3 Stop the flow of guns

A general rule: The more guns there are, the more gun deaths there will be. It holds across countries (note how much the United States stands out):



And across states. One 2013 study from Boston University found that for every percentage point increase in gun ownership at the state level, there was a 0.9 percent rise in the firearm homicide rate.

So how do we reduce the steady flow of guns? Three ideas:

Institute a buyback program

In the 1990s, Australia spent $500 million to buy back almost 600,000 guns. Harvard University researchers found that the gun homicide rate dropped 42 percent in the seven years following the law and the gun suicide rate fell 58 percent.

An Australian study found that for every 3,500 guns withdrawn per 100,000 people, the country saw a 74 percent drop in gun suicides and a reduction in mass shootings. That doesn’t prove causation. But the likelihood the drop in mass shootings was due to chance? Roughly 1 in 20,000, according to a 2018 paper.

Of course, the United States is different from Australia. The Australian buyback was mandatory, which would probably run into constitutional problems here. Plus, we have way more guns per capita, so the United States would have to spend exponentially more to make a significant difference.

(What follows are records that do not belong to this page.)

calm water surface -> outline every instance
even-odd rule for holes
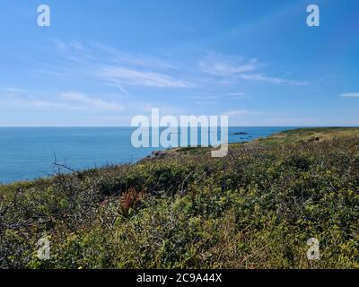
[[[289,127],[230,127],[229,142],[267,136]],[[161,148],[134,148],[132,127],[0,127],[0,183],[54,173],[58,162],[76,170],[133,162]]]

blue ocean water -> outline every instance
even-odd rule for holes
[[[230,127],[229,142],[250,141],[289,127]],[[133,127],[0,127],[0,183],[54,173],[58,162],[74,170],[134,162],[161,148],[135,148]],[[248,135],[231,135],[234,133]]]

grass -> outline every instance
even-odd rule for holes
[[[359,267],[359,129],[209,150],[1,186],[0,266]],[[37,257],[42,237],[49,260]]]

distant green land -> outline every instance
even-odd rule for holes
[[[0,267],[359,268],[359,128],[209,152],[0,186]]]

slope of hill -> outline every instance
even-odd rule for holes
[[[3,268],[359,268],[359,128],[1,186],[0,235]]]

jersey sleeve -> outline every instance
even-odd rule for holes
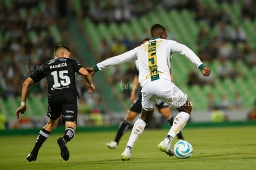
[[[93,68],[95,71],[97,71],[98,70],[110,67],[115,65],[134,61],[137,59],[136,54],[139,48],[140,48],[140,46],[138,46],[122,54],[103,61],[95,65]]]
[[[32,79],[32,80],[34,81],[35,83],[40,81],[45,77],[41,68],[42,67],[40,67],[40,69],[33,71],[32,74],[29,76],[29,77]]]
[[[203,65],[200,58],[187,46],[179,43],[175,41],[173,41],[171,43],[171,50],[173,52],[177,52],[185,56],[188,58],[192,63],[195,64],[199,69]]]

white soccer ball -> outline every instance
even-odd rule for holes
[[[193,154],[193,147],[187,141],[177,142],[173,148],[174,155],[177,158],[189,158]]]

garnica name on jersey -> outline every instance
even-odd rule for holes
[[[50,66],[49,68],[50,69],[56,69],[56,68],[59,68],[59,67],[65,67],[65,66],[67,66],[66,62],[61,63],[61,64],[57,64],[57,65],[51,65],[51,66]]]

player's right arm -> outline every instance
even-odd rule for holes
[[[89,85],[89,88],[88,89],[87,92],[92,92],[95,89],[95,87],[93,83],[92,76],[90,73],[84,67],[81,67],[79,69],[79,73],[82,75],[83,79],[85,79]]]
[[[34,83],[34,80],[30,77],[28,77],[23,83],[22,90],[22,96],[21,96],[21,104],[20,106],[16,110],[15,114],[17,119],[20,117],[20,113],[22,116],[24,115],[24,113],[27,109],[26,107],[26,100],[28,92],[29,87],[31,85]]]
[[[136,99],[136,90],[138,88],[139,84],[139,77],[135,75],[134,78],[133,88],[130,96],[130,101],[131,103],[133,103]]]

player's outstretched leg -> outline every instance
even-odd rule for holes
[[[28,160],[29,162],[32,161],[35,161],[36,160],[39,149],[43,145],[45,140],[48,138],[49,134],[50,132],[45,130],[43,128],[40,130],[40,132],[39,132],[36,143],[35,144],[35,147],[30,153],[29,153],[27,156],[27,160]]]
[[[72,127],[68,127],[65,130],[63,137],[57,140],[57,143],[61,148],[61,155],[63,159],[67,161],[69,158],[69,151],[67,148],[67,142],[73,138],[75,135],[75,130]]]
[[[57,140],[57,143],[61,148],[61,155],[63,159],[67,161],[69,158],[69,151],[67,149],[67,143],[62,137],[60,137]]]
[[[169,122],[169,124],[170,124],[170,125],[171,127],[173,125],[173,121],[174,121],[173,116],[172,116],[170,119],[167,120],[167,121]],[[184,138],[183,137],[183,135],[182,135],[182,134],[181,133],[181,131],[179,132],[178,134],[177,134],[177,138],[178,138],[179,140],[184,140]]]
[[[121,154],[122,161],[129,161],[130,157],[132,148],[135,142],[138,140],[139,137],[142,134],[146,126],[146,122],[142,119],[138,119],[135,122],[130,133],[127,144],[124,152]]]
[[[161,151],[166,153],[169,156],[173,156],[174,155],[173,151],[171,149],[171,144],[166,144],[162,141],[160,142],[160,143],[159,143],[158,148]]]

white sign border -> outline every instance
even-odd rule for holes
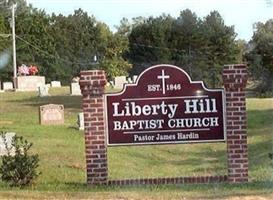
[[[107,97],[108,96],[119,96],[122,95],[127,87],[131,86],[137,86],[138,81],[140,80],[141,76],[143,74],[151,69],[157,68],[157,67],[172,67],[177,70],[180,70],[183,72],[189,79],[190,83],[196,84],[199,83],[202,85],[203,89],[209,92],[221,92],[222,93],[222,109],[223,109],[223,131],[224,131],[224,139],[219,139],[219,140],[190,140],[190,141],[164,141],[164,142],[139,142],[139,143],[119,143],[119,144],[109,144],[109,132],[108,132],[108,109],[107,109]],[[163,145],[163,144],[191,144],[191,143],[214,143],[214,142],[226,142],[227,136],[226,136],[226,94],[224,88],[218,88],[218,89],[209,89],[204,85],[203,81],[192,81],[191,77],[188,75],[186,71],[183,69],[175,66],[175,65],[169,65],[169,64],[159,64],[159,65],[154,65],[151,67],[148,67],[145,69],[141,74],[138,76],[137,80],[135,83],[125,83],[123,84],[123,89],[120,92],[115,92],[115,93],[105,93],[104,94],[104,108],[106,109],[105,115],[104,115],[104,121],[105,121],[105,133],[106,133],[106,144],[109,147],[114,147],[114,146],[137,146],[137,145]]]

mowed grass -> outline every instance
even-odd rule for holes
[[[76,124],[81,97],[70,96],[68,87],[50,89],[50,94],[40,98],[36,92],[0,93],[0,131],[16,132],[33,142],[32,153],[39,154],[42,172],[24,189],[0,182],[0,199],[272,197],[273,162],[268,154],[273,152],[273,99],[247,100],[250,183],[120,188],[86,185],[84,134]],[[39,125],[39,106],[48,103],[64,105],[64,125]],[[222,175],[227,174],[226,163],[225,143],[108,148],[110,179]]]

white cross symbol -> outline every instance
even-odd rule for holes
[[[164,69],[162,69],[161,71],[161,75],[160,76],[157,76],[157,79],[162,79],[162,93],[165,94],[165,79],[168,79],[170,78],[169,75],[165,75],[165,71]]]

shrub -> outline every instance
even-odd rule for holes
[[[4,139],[5,133],[1,133]],[[38,155],[29,155],[28,151],[32,147],[23,137],[14,136],[12,138],[11,147],[8,147],[4,139],[7,155],[2,156],[0,165],[0,176],[2,181],[7,182],[10,186],[23,187],[30,184],[38,177],[40,172],[36,169],[39,166]],[[14,154],[11,152],[14,151]]]

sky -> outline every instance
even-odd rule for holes
[[[234,25],[237,39],[250,40],[255,22],[266,22],[273,18],[273,0],[27,0],[34,7],[48,14],[69,15],[82,8],[111,30],[119,25],[123,17],[159,16],[162,13],[173,17],[181,10],[190,9],[198,17],[205,17],[217,10],[226,25]]]

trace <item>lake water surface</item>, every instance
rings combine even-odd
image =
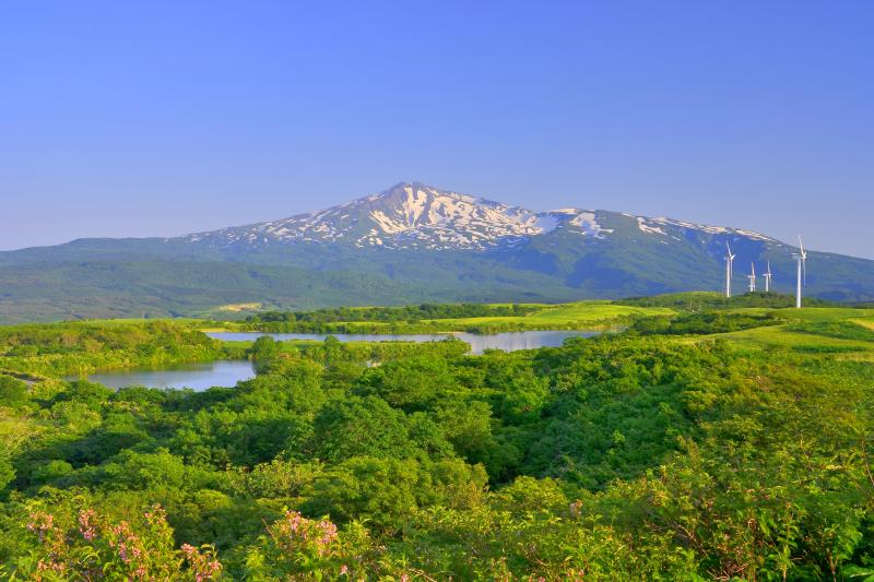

Still, given Australia’s experience, it’s worth at least experimentation. Perhaps the government can use buyback programs to target specific kinds of weapons, such as semiautomatic firearms and large-capacity magazines.

Limit the number of guns people can buy at one time

Federal gun enforcers have long warned that state laws allowing bulk purchases of guns enable crime. Older studies from what is now called the Bureau of Alcohol, Tobacco, Firearms and Explosives show that as many as 1 in 5 handguns recovered in a crime were originally purchased as part of a sale in which multiple guns were purchased.

To combat this behavior, some states have instituted “one handgun a month” policies, as Virginia did in 1993. At the time, Virginia was the top supplier of guns seized in the Northeast; three years later, the state dropped to eighth place. The law also led to a 35 percent reduction in guns recovered anywhere in the United States that were traced back to Virginia.

Such a policy isn’t going to solve gun trafficking. The Virginia law didn’t prevent “straw purchases” in which traffickers pay people to buy guns legally so they can be sold elsewhere. But experts say one-gun-a-month laws make it more costly for criminals to traffic guns. And given the success in the past, such policies are worth promoting.

Hold gun dealers accountable

Research has shown that in some cities, guns used to commit crimes often come from a small set of gun dealers. So how do we stop the flow of those guns? Hold dealers accountable.

In 1999, the federal government published a report identifying gun shops connected with crime guns, including a single dealer in Milwaukee that was linked to a majority of the guns used in the city’s crimes. In response to negative publicity, that dealer changed its sales practices. Afterward, the city saw a 76 percent reduction in the flow of new guns from that shop to criminals and a 44 percent reduction in new crime guns overall. But in 2003, Congress passed a law prohibiting the government from publishing such data, after which the rate of new gun sales from that dealer to criminals shot up 200 percent.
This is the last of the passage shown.